Granted, if the systems most of us manage fail no one is likely to suffer physical harm. However, it could gravely affect thousands and perhaps endanger your job.
Ask yourself:
1. Do your primary systems have backups? Have you tested them – ever?
2. Do you have a policy that dictates how often they are tested? Do you log these tests?
3. Do you use daily/weekly/monthly run sheets to ensure continuity?
4. How often do you patch your systems, review and rotate system and security logs?
5. Do you keep system change logs?
6. Have you incorporated remote system health monitoring with proactive alerts into your network planning?
7. Where are your areas of weakness, and have you planned to address them?
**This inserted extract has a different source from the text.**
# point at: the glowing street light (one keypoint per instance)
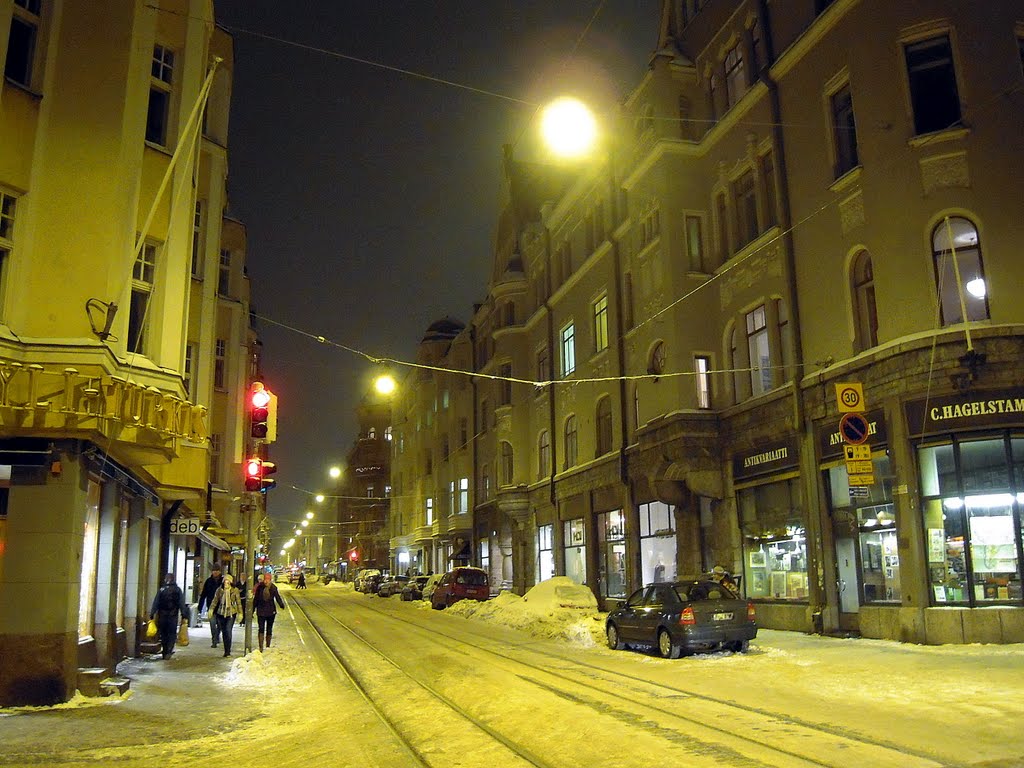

Every network, no matter how small, has room for improvement. Don’t have the budget for some of these tasks? Invest in your own career and learn some basic scripting in .WSH, Python or PERL and build the tools you need, or crawl the open source community for help. Regularly testing of backup systems, maintenance and restore plans has become a primary focus at WESCO Net.
Remember, there’s always room for improvement, and it could be argued the journey never ends. But it’s your responsibility as a network administrator to get the ball rolling. Build the plan, then execute on it. One step in the right direction is one step further than you are right now, and your company and career will thank you.